However, he is not so upbeat about the immediate future for other developments in his area. “Let’s put it this way,” he says, “Bahrain and Kuwait are probably, at the moment, not the two GCC countries which are most prospering in comparison to developments in the UAE, KSA and Qatar.”
Northern Gulf outlook
Koth says that although this is the case, spirits in the countries haven’t been dampened, and five-star hoteliers in Bahrain took a “collective step” last year, “as a reactive measure and as a proactive tool to collectively lower their prices”.
He says that this has helped open the hotels up to new markets, as traditional leisure and KSA guests have been taken by four-star properties opening in Juffair.
“February 14 2011was a unique date for this country and occupancy rates at that time were depressed into the 10s, not even the teens. So, in comparison, it is a great growth. But, still, 40, 45 or even 50% wouldn’t make any hotelier, nor any operator, nor any owner, really happy, so we are still working on getting more.”
In Kuwait, he says occupancy has recovered somewhat and, now, “is well above 60%”. He adds: “I don’t think Kuwait is seeing very bad times, actually. They are doing very well.”
The hotelier’s biggest challenge, he says, is in his hotel in Bahrain — keeping his staff “engaged, motivated, encouraged and always striving for more”. “In times of difficult business, it can often go the other way,” he adds.

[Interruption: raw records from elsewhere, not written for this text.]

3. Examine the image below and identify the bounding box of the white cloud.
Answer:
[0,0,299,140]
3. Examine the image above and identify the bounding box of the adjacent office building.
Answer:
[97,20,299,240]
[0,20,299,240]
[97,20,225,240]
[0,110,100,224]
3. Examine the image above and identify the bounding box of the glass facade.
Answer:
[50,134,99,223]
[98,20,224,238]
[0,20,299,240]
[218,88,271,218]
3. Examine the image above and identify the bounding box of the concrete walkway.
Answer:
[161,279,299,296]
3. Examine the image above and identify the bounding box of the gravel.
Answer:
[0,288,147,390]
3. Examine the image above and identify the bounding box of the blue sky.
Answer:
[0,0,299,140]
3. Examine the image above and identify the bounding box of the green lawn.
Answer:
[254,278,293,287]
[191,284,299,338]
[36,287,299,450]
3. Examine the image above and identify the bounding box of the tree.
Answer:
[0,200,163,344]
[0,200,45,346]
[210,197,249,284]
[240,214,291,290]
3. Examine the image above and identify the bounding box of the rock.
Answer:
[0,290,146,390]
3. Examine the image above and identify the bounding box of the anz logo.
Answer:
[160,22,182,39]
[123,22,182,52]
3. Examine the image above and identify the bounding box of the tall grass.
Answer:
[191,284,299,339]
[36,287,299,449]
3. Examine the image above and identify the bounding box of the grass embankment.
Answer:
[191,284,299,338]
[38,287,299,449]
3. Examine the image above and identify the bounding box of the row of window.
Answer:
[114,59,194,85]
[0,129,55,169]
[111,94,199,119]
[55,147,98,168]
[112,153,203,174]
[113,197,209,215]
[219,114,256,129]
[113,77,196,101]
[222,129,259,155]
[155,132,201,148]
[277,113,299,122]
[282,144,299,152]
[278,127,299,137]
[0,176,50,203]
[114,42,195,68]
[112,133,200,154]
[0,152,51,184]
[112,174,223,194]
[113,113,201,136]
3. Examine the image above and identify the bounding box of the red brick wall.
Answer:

Koth plans to combat this by “appraising and rewarding, but also stretching and challenging, and being incredibly sociable”. “Being one family that works together is a very rewarding tool in the diverse mix of nationalities that we employ here.”
For the coming two years, Koth says that his main aims are to “consolidate what we’ve got, improve on what we have and work on seeing more travellers frequenting Bahrain as a destination”.
However, he adds, that he “can’t do this alone, so we have to work collectively with our competitors and with the government, the exhibition centre, and the ministry of culture, hand in hand to get the message out”.